[SERVER-44052] Inconsistencies in sharded collections Created: 16/Oct/19  Updated: 25/Feb/20  Resolved: 25/Feb/20

Status: Closed
Project: Core Server
Component/s: None
Affects Version/s: 4.0.2, 4.0.4, 4.0.5
Fix Version/s: None

Type: Bug Priority: Major - P3
Reporter: Stephen Paul Adithela Assignee: Carl Champain (Inactive)
Resolution: Incomplete Votes: 0
Labels: None
Remaining Estimate: Not Specified
Time Spent: Not Specified
Original Estimate: Not Specified

Attachments: Text File alerts_20191030_stats.txt     Text File shardcolcreation.txt    
Issue Links:
Duplicate
duplicates SERVER-32198 Missing collection metadata on the sh... Closed
Related
related to SERVER-43689 getShardDistribution() incorrectly sh... Closed
is related to SERVER-5160 Handle all failed shardCollection com... Closed
Operating System: ALL
Participants:

 Description   

Mongos is reporting inconsistent information for sharded collections.

Our Setup:

A DB Cluster with three shards. Each shard has PSA Architecture. Three config servers.

Mongo Versions: 4.0.X

Scenario:

Mongos reports that collection alerts_20191026 is not sharded.

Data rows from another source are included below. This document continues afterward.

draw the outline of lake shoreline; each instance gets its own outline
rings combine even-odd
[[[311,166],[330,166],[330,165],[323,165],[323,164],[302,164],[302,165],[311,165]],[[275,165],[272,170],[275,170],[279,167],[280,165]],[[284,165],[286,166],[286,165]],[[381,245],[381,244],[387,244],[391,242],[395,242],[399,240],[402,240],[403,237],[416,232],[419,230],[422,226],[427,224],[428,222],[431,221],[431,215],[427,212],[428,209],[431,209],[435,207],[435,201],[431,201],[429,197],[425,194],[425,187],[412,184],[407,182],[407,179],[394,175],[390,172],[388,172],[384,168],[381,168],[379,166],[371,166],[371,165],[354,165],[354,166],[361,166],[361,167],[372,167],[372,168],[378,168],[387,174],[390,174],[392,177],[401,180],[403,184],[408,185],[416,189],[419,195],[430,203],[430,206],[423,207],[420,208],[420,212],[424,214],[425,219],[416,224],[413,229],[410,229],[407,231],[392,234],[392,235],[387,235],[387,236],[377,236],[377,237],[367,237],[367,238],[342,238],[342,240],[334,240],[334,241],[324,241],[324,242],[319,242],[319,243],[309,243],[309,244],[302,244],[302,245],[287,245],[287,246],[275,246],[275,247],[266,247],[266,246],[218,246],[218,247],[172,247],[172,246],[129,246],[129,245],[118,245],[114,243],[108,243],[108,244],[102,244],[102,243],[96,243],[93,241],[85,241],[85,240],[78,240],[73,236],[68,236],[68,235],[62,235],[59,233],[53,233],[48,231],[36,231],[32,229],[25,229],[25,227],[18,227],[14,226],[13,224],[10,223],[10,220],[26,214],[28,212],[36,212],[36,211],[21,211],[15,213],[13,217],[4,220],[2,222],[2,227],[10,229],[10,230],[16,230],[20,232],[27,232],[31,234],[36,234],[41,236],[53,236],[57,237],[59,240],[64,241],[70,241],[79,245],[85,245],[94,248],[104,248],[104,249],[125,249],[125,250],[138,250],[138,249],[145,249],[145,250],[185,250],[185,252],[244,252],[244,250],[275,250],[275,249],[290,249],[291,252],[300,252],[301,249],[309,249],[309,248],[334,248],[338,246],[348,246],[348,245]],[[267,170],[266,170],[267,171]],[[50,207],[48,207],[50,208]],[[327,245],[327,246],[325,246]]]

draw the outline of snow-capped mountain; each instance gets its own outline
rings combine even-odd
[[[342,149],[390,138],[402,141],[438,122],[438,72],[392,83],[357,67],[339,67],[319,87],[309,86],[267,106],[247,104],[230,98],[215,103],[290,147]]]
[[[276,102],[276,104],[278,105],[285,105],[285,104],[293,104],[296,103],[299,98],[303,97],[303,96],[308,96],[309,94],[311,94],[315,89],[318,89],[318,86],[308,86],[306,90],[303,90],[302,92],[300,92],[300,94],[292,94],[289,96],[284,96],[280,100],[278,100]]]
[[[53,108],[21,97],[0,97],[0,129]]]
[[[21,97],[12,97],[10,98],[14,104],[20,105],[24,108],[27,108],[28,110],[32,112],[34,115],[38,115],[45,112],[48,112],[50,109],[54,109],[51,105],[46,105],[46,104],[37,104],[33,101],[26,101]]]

But config.chunks reports that there are three chunks for that namespace that are in different shards

mongos> db.alerts_20191026.getShardDistribution()

Collection hitron.alerts_20191026 is not sharded.

mongos> use config

switched to db config

mongos> db.chunks.find({ns: "hitron.alerts_20191026"})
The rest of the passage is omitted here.